E-mini S&P 500 (June): Settled at 4185.50, down 8.25
E-mini Nasdaq-100 (June): Settled at 13,656.25, up 21.00
U.S. benchmarks settled in yesterday and are now priming for their next bullish push. As of yesterday’s close, the S&P gained 3.2% from last week’s low, and the Nasdaq 5.4%. Although market participants have become accustomed to such swings, these are extraordinary gains, and the market must digest them; yesterday was exactly that.
If you look across the board, it was mostly tech that held ground, whereas financials, industrials, energies, and much of healthcare pared back. Underpinning tech has been the strength across Treasuries, or lower yields.
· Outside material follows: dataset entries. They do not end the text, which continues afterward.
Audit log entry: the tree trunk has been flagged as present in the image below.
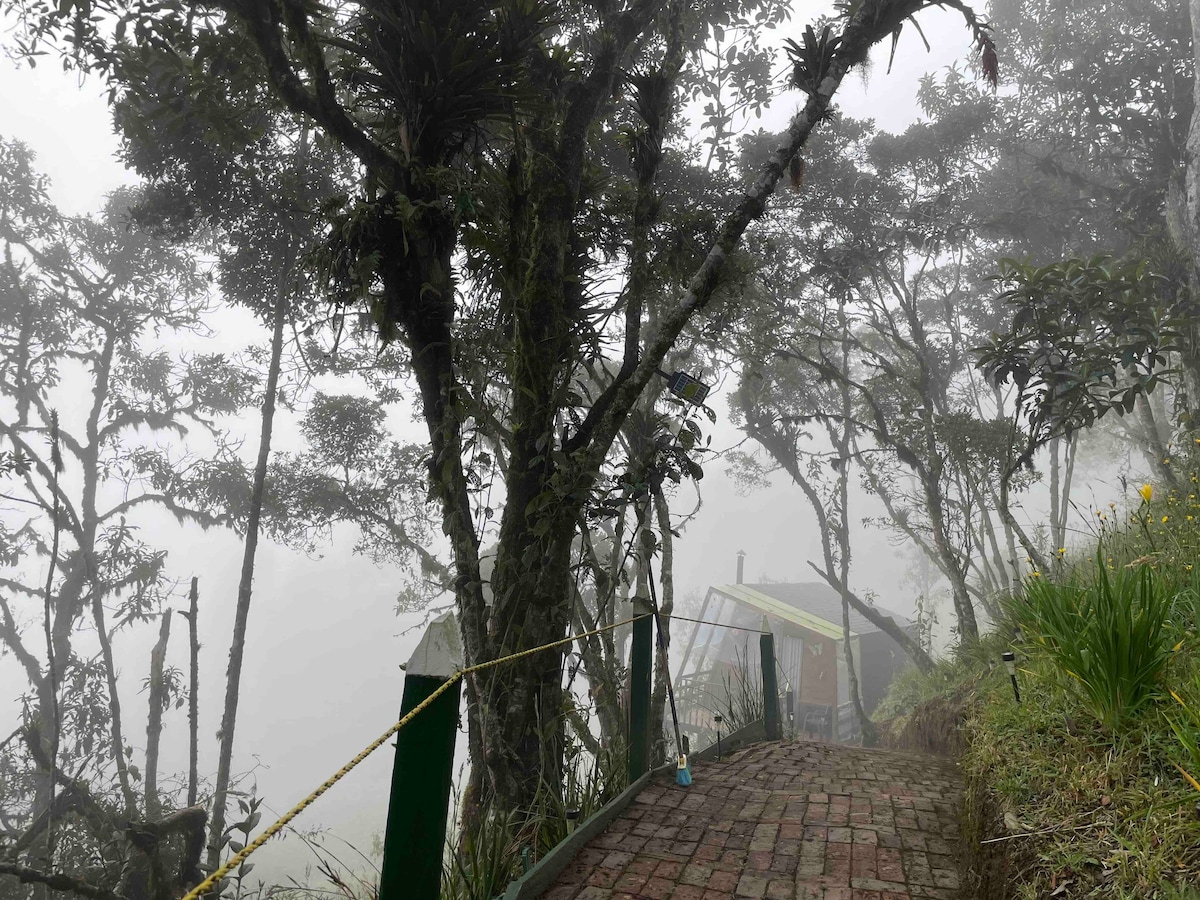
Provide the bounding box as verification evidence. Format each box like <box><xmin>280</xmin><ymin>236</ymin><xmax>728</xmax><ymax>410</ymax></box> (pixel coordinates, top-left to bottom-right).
<box><xmin>999</xmin><ymin>464</ymin><xmax>1050</xmax><ymax>576</ymax></box>
<box><xmin>185</xmin><ymin>578</ymin><xmax>199</xmax><ymax>809</ymax></box>
<box><xmin>920</xmin><ymin>475</ymin><xmax>978</xmax><ymax>643</ymax></box>
<box><xmin>144</xmin><ymin>609</ymin><xmax>172</xmax><ymax>820</ymax></box>
<box><xmin>206</xmin><ymin>284</ymin><xmax>289</xmax><ymax>872</ymax></box>
<box><xmin>648</xmin><ymin>484</ymin><xmax>675</xmax><ymax>764</ymax></box>
<box><xmin>807</xmin><ymin>563</ymin><xmax>935</xmax><ymax>674</ymax></box>
<box><xmin>1049</xmin><ymin>436</ymin><xmax>1062</xmax><ymax>555</ymax></box>
<box><xmin>1165</xmin><ymin>0</ymin><xmax>1200</xmax><ymax>417</ymax></box>
<box><xmin>91</xmin><ymin>590</ymin><xmax>140</xmax><ymax>820</ymax></box>
<box><xmin>831</xmin><ymin>326</ymin><xmax>875</xmax><ymax>745</ymax></box>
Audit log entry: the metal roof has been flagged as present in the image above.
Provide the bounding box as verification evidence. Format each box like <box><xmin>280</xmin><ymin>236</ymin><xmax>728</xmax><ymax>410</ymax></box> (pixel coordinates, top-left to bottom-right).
<box><xmin>709</xmin><ymin>582</ymin><xmax>912</xmax><ymax>639</ymax></box>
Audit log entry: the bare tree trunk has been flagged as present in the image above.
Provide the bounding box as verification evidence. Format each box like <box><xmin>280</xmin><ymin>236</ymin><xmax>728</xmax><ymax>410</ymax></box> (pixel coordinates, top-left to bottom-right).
<box><xmin>833</xmin><ymin>323</ymin><xmax>874</xmax><ymax>746</ymax></box>
<box><xmin>807</xmin><ymin>563</ymin><xmax>934</xmax><ymax>674</ymax></box>
<box><xmin>649</xmin><ymin>483</ymin><xmax>675</xmax><ymax>763</ymax></box>
<box><xmin>144</xmin><ymin>609</ymin><xmax>172</xmax><ymax>820</ymax></box>
<box><xmin>91</xmin><ymin>591</ymin><xmax>140</xmax><ymax>820</ymax></box>
<box><xmin>1164</xmin><ymin>0</ymin><xmax>1200</xmax><ymax>414</ymax></box>
<box><xmin>999</xmin><ymin>465</ymin><xmax>1050</xmax><ymax>576</ymax></box>
<box><xmin>1049</xmin><ymin>436</ymin><xmax>1062</xmax><ymax>554</ymax></box>
<box><xmin>39</xmin><ymin>417</ymin><xmax>63</xmax><ymax>879</ymax></box>
<box><xmin>185</xmin><ymin>578</ymin><xmax>199</xmax><ymax>809</ymax></box>
<box><xmin>206</xmin><ymin>283</ymin><xmax>290</xmax><ymax>871</ymax></box>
Yesterday, we discussed how the Fed tacked on $92 billion to their balance sheet in the week ending May 19, and tomorrow we get data for the week ending today. While this is a major factor supporting Treasuries, smaller auctions of late have also helped. Furthermore, the Fed’s persistently dovish rhetoric itself hasn’t only been supportive, it’s also been right.
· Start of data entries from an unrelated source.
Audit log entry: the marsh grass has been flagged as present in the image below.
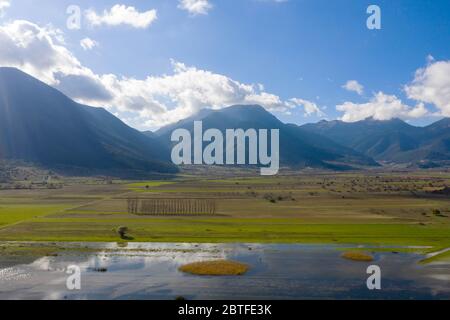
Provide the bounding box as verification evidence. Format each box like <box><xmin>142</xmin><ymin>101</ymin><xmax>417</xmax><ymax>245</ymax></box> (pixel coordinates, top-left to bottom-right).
<box><xmin>178</xmin><ymin>260</ymin><xmax>249</xmax><ymax>276</ymax></box>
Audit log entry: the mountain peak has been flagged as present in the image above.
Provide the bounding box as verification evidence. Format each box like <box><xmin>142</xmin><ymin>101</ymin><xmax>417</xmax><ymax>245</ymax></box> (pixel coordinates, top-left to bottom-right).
<box><xmin>224</xmin><ymin>104</ymin><xmax>266</xmax><ymax>112</ymax></box>
<box><xmin>214</xmin><ymin>104</ymin><xmax>282</xmax><ymax>125</ymax></box>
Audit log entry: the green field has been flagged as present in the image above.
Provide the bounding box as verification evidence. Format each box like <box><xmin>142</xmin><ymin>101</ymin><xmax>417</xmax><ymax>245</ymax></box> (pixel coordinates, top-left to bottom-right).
<box><xmin>1</xmin><ymin>171</ymin><xmax>450</xmax><ymax>251</ymax></box>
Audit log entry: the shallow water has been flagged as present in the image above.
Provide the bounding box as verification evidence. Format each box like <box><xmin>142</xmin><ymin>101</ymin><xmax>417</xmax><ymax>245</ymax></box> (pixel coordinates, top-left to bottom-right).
<box><xmin>0</xmin><ymin>242</ymin><xmax>449</xmax><ymax>300</ymax></box>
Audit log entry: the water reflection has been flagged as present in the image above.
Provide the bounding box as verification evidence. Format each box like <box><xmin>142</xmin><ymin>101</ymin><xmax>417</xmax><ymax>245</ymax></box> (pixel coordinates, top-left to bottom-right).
<box><xmin>0</xmin><ymin>243</ymin><xmax>449</xmax><ymax>300</ymax></box>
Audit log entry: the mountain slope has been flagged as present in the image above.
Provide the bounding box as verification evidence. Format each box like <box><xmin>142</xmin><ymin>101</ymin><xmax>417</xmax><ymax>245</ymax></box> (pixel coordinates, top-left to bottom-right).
<box><xmin>155</xmin><ymin>105</ymin><xmax>377</xmax><ymax>169</ymax></box>
<box><xmin>0</xmin><ymin>67</ymin><xmax>176</xmax><ymax>173</ymax></box>
<box><xmin>301</xmin><ymin>118</ymin><xmax>450</xmax><ymax>164</ymax></box>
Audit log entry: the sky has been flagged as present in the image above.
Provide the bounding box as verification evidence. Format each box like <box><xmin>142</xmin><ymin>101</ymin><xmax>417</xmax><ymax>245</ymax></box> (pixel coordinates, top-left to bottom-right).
<box><xmin>0</xmin><ymin>0</ymin><xmax>449</xmax><ymax>130</ymax></box>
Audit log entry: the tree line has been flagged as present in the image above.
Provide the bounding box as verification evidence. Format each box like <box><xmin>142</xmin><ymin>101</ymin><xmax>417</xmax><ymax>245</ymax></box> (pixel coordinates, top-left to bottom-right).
<box><xmin>127</xmin><ymin>198</ymin><xmax>216</xmax><ymax>215</ymax></box>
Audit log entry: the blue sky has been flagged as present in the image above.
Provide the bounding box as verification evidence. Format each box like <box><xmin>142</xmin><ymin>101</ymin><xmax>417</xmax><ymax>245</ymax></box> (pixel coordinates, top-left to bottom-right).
<box><xmin>1</xmin><ymin>0</ymin><xmax>449</xmax><ymax>129</ymax></box>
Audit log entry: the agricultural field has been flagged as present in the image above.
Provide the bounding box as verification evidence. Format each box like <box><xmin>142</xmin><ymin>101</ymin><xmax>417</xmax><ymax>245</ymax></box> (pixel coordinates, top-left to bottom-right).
<box><xmin>0</xmin><ymin>170</ymin><xmax>450</xmax><ymax>250</ymax></box>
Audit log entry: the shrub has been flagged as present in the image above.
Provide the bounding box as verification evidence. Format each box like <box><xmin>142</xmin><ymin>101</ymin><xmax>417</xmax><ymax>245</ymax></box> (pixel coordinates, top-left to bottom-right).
<box><xmin>117</xmin><ymin>226</ymin><xmax>128</xmax><ymax>239</ymax></box>
<box><xmin>432</xmin><ymin>209</ymin><xmax>441</xmax><ymax>215</ymax></box>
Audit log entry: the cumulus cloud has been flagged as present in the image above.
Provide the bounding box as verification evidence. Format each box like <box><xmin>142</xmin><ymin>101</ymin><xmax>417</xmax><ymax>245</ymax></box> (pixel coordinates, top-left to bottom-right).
<box><xmin>336</xmin><ymin>59</ymin><xmax>450</xmax><ymax>122</ymax></box>
<box><xmin>342</xmin><ymin>80</ymin><xmax>364</xmax><ymax>95</ymax></box>
<box><xmin>0</xmin><ymin>19</ymin><xmax>314</xmax><ymax>130</ymax></box>
<box><xmin>4</xmin><ymin>20</ymin><xmax>445</xmax><ymax>130</ymax></box>
<box><xmin>80</xmin><ymin>37</ymin><xmax>98</xmax><ymax>50</ymax></box>
<box><xmin>85</xmin><ymin>4</ymin><xmax>157</xmax><ymax>29</ymax></box>
<box><xmin>0</xmin><ymin>20</ymin><xmax>88</xmax><ymax>83</ymax></box>
<box><xmin>0</xmin><ymin>20</ymin><xmax>111</xmax><ymax>105</ymax></box>
<box><xmin>0</xmin><ymin>0</ymin><xmax>10</xmax><ymax>17</ymax></box>
<box><xmin>103</xmin><ymin>60</ymin><xmax>311</xmax><ymax>127</ymax></box>
<box><xmin>405</xmin><ymin>60</ymin><xmax>450</xmax><ymax>117</ymax></box>
<box><xmin>178</xmin><ymin>0</ymin><xmax>212</xmax><ymax>16</ymax></box>
<box><xmin>288</xmin><ymin>98</ymin><xmax>324</xmax><ymax>116</ymax></box>
<box><xmin>337</xmin><ymin>92</ymin><xmax>427</xmax><ymax>122</ymax></box>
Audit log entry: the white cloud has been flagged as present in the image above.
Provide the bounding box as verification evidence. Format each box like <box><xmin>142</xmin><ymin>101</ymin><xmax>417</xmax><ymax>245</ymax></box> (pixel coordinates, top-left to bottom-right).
<box><xmin>342</xmin><ymin>80</ymin><xmax>364</xmax><ymax>95</ymax></box>
<box><xmin>336</xmin><ymin>92</ymin><xmax>427</xmax><ymax>122</ymax></box>
<box><xmin>178</xmin><ymin>0</ymin><xmax>212</xmax><ymax>16</ymax></box>
<box><xmin>0</xmin><ymin>20</ymin><xmax>110</xmax><ymax>102</ymax></box>
<box><xmin>80</xmin><ymin>37</ymin><xmax>98</xmax><ymax>50</ymax></box>
<box><xmin>4</xmin><ymin>20</ymin><xmax>445</xmax><ymax>131</ymax></box>
<box><xmin>0</xmin><ymin>20</ymin><xmax>86</xmax><ymax>83</ymax></box>
<box><xmin>288</xmin><ymin>98</ymin><xmax>324</xmax><ymax>116</ymax></box>
<box><xmin>0</xmin><ymin>0</ymin><xmax>10</xmax><ymax>17</ymax></box>
<box><xmin>103</xmin><ymin>60</ymin><xmax>311</xmax><ymax>128</ymax></box>
<box><xmin>0</xmin><ymin>19</ymin><xmax>314</xmax><ymax>130</ymax></box>
<box><xmin>405</xmin><ymin>60</ymin><xmax>450</xmax><ymax>117</ymax></box>
<box><xmin>85</xmin><ymin>4</ymin><xmax>157</xmax><ymax>29</ymax></box>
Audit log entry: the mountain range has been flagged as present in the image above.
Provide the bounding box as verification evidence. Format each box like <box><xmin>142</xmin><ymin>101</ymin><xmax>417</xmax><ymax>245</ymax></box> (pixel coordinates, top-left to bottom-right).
<box><xmin>1</xmin><ymin>67</ymin><xmax>450</xmax><ymax>174</ymax></box>
<box><xmin>301</xmin><ymin>117</ymin><xmax>450</xmax><ymax>166</ymax></box>
<box><xmin>153</xmin><ymin>105</ymin><xmax>376</xmax><ymax>170</ymax></box>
It would seem we’re in the midst of this feared rise in inflation, and it isn’t so bad; on the recent hot CPI data, there were, in fact, transitory components such as used car and truck sales. Real inflation, the type that hits our pockets, has already been here and rates priced this in over the last 6 months. Remember, we were steadfastly bearish on the Treasury complex beginning last October and through the end of February.
Yesterday’s soft Consumer Confidence data and a continued dovish stance from Fed officials this week has further buoyed Treasuries.
Today’s calendar is rather quiet, but we look to comments from Fed Governor Quarles at 9:00 a.m. CT and 2:00 p.m. CT, along with a 5-year Treasury auction at noon. Tomorrow will prove pivotal with the second look at Q1 GDP and the hated 7-year auction, but the week culminates into Friday’s Core PCE data, which is the Fed’s preferred inflation indicator.